From Jesus and the Twelve, deviates in verbosity of embellishment:
There lives, at this time, in Judea, a man of singular virtue whose name is Jesus Christ, whom the barbarians esteem as a prophet, but his followers love and adore him as the offspring of the immortal God.  He calls back the dead from the graves, and heals all sorts of diseases with a word or a touch.

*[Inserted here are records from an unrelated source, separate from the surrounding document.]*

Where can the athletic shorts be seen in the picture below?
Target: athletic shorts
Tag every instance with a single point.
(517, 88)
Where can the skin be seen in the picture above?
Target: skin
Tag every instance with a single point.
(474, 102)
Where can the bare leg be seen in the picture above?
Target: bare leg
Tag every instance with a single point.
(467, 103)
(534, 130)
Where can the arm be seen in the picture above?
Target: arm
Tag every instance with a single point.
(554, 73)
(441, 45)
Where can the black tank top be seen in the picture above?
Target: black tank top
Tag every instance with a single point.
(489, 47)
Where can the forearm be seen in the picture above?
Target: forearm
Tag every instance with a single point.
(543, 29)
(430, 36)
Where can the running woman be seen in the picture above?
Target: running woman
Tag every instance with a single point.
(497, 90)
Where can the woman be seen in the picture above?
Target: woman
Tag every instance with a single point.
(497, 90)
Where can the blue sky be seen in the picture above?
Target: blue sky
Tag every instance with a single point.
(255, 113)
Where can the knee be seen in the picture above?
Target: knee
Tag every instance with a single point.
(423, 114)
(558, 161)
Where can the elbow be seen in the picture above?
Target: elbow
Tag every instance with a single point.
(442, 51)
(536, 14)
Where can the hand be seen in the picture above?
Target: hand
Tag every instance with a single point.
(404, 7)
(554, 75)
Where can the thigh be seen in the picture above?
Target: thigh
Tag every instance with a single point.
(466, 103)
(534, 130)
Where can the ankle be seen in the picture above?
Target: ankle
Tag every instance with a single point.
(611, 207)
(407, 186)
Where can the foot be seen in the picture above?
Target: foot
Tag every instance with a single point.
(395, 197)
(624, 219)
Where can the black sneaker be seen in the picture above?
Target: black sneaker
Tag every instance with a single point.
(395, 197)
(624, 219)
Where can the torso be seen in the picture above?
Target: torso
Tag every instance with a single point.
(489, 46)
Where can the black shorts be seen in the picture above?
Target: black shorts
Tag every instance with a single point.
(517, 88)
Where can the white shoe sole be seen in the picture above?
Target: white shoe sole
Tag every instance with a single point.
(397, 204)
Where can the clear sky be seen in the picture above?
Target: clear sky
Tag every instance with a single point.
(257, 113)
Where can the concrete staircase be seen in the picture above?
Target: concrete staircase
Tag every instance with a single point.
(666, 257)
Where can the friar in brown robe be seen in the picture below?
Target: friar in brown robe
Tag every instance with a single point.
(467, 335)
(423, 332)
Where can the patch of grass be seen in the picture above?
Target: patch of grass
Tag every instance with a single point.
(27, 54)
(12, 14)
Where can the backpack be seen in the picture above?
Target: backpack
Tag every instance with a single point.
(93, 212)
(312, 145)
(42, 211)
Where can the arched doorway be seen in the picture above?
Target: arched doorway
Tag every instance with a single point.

He is a tall man, and well shaped, of an amiable and reverend aspect; his hair of a color that can hardly be matched, the color of chestnut full ripe, falling in waves about his shoulders.  His forehead high, large and imposing; his cheeks without spot or wrinkle, beautiful with a lovely red; his nose and mouth formed with exquisite symmetry; his beard thick and of a color suitable to his hair reaching below his chin.  His eyes bright blue [bright!], clear and serene, look innocent, dignified, manly, and mature.  In proportion of body, most perfect and captivating, his hands and arms most delectable to behold.
He rebukes with majesty, counsels with mildness, his whole address, whether in word or deed, being eloquent and grave.  No man has seen him laugh, yet his manner is exceedingly pleasant; but he has wept in the presence of men.  He is temperate, modest and wise; a man, for his extraordinary beauty and divine perfections, surpassing the children of men in every sense.